Fact Checking: Adams Law of Slow-Moving Disasters

Fact Checking: Adams Law of Slow-Moving Disasters
April 15, 2013

Fact Checking: Adams Law of Slow-Moving Disasters

    I was watching Real Time with Bill Maher the other day. He had a professor on the show who said climate change can be fixed by making well-understood adjustments to how farmers raise cattle plus some other fairly ordinary changes. Apparently this is all explained in a documentary called Carbon Nation.

    I’m skeptical of any claim so big and contrarian, but it does fit with The Adams Law of Slow-Moving Disasters. Simply stated, my observation is that whenever humanity can see a slow-moving disaster coming, we find a way to avoid it. Let’s run through some examples:

    Thomas Malthus famously predicted that the world would run out of food as the population grew. Instead, humans improved their farming technology.
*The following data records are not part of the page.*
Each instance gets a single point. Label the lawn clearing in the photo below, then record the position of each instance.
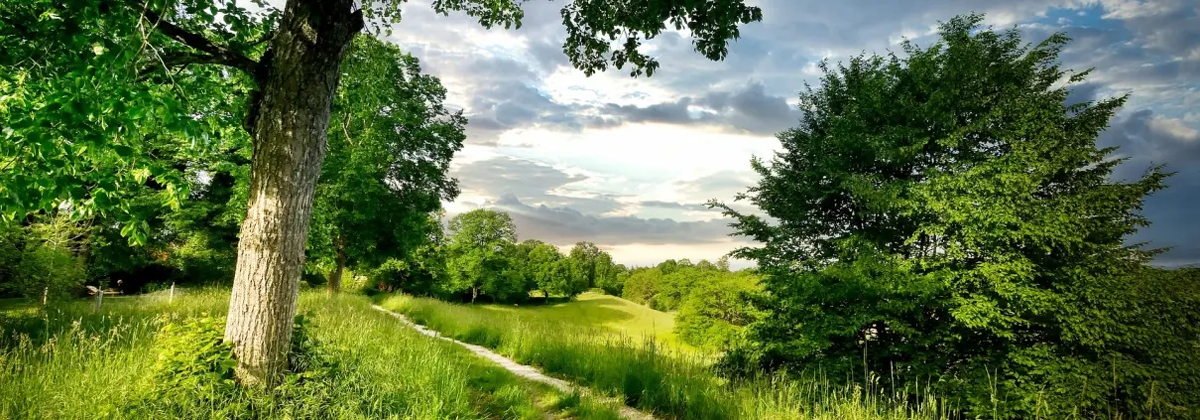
(595, 310)
(664, 381)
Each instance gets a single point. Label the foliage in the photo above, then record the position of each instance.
(948, 216)
(43, 258)
(610, 276)
(69, 363)
(195, 360)
(390, 145)
(84, 114)
(478, 256)
(715, 312)
(585, 258)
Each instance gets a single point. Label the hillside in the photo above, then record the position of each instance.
(604, 311)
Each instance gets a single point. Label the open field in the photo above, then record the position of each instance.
(660, 379)
(595, 310)
(67, 363)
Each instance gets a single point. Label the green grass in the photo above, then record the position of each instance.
(601, 311)
(660, 379)
(67, 363)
    When I was a kid, it was generally assumed that the world would be destroyed by a global nuclear war. The world has been close to nuclear disaster a few times, but so far we’ve avoided all-out nuclear war.

    The world was supposed to run out of oil by now, but instead we keep finding new ways to extract it from the ground. The United States has unexpectedly become a net provider of energy.

    The debt problem in the United States was supposed to destroy the economy. Instead, the deficit is shrinking, the stock market is surging, and the price of gold is plummeting.

    Social security was supposed to go broke. It might have some dents and scratches, but it looks as if it will be fine.

    Offshoring was supposed to suck the last bit of manufacturing DNA out of the United States. Instead, robotics and other market forces have caused the trend to reverse.

    Illegal immigrants from Mexico were supposed to overrun the United States with crime, steal American jobs and burden the social systems. Instead, the economy of Mexico started improving and immigration reversed.

    When I was a kid, it looked as if the country was heading for an eventual race war. Today that seems impossible unless angry white guys start shooting.

    In the seventies it looked as if crime was going to keep increasing forever until the suburbs were overrun by street gangs. Instead, violent crime has steadily decreased.

    On a smaller scale, the BP oil spill in the Gulf was supposed to destroy the Gulf ecosystem for the rest of our lives. And while the lasting damage was plenty bad, experts were generally surprised that it wasn’t far worse.

    The Y2K problem was supposed to break computers and plunge the planet into an agrarian society. Instead, programmers invented shortcuts for finding and fixing the bugs with time to spare.

    In California, predicted ongoing droughts were supposed decimate the state. Instead, it rained.

    Can anyone give me an example of a potential global disaster that the general public saw coming, with at least a ten year warning , and it actually happened as predicted?